---

_You are currently looking at **version 1.0** of this notebook. To download notebooks and datafiles, as well as get help on Jupyter notebooks in the Coursera platform, visit the [Jupyter Notebook FAQ](https://www.coursera.org/learn/python-text-mining/resources/d9pwm) course resource._

---

# Assignment 2 - Introduction to NLTK

In part 1 of this assignment you will use nltk to explore the Herman Melville novel Moby Dick. Then in part 2 you will create a spelling recommender function that uses nltk to find words similar to the misspelling. 

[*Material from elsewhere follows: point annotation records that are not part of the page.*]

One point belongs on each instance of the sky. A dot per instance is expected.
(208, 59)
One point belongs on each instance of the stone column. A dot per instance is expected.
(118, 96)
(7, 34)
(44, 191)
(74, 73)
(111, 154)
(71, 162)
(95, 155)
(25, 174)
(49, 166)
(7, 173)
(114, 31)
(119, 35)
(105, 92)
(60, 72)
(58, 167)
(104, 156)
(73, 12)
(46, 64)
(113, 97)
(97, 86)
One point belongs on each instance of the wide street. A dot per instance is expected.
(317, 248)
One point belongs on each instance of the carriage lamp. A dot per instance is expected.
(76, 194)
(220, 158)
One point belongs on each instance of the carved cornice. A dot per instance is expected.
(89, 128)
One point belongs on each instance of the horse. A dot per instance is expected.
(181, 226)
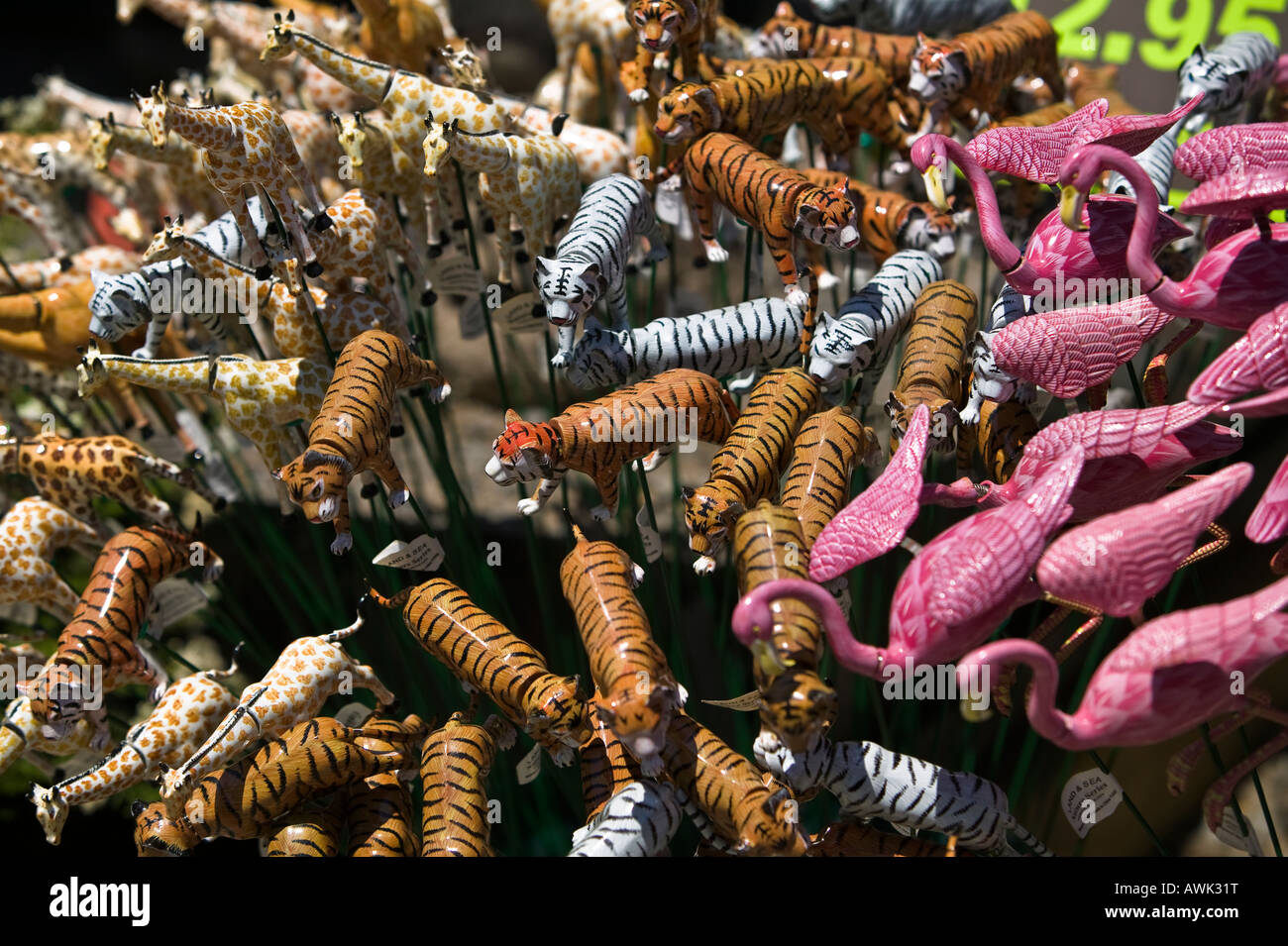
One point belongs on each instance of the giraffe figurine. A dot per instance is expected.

## Part 1 - Analyzing Moby Dick

In [2]:
import nltk
#nltk.download('punkt')
import pandas as pd
import numpy as np

# If you would like to work with the raw text you can use 'moby_raw'
with open('moby.txt', 'r') as f:
    moby_raw = f.read()
    
# If you would like to work with the novel in nltk.Text format you can use 'text1'
moby_tokens = nltk.word_tokenize(moby_raw)
text1 = nltk.Text(moby_tokens)

### Example 1

How many tokens (words and punctuation symbols) are in text1?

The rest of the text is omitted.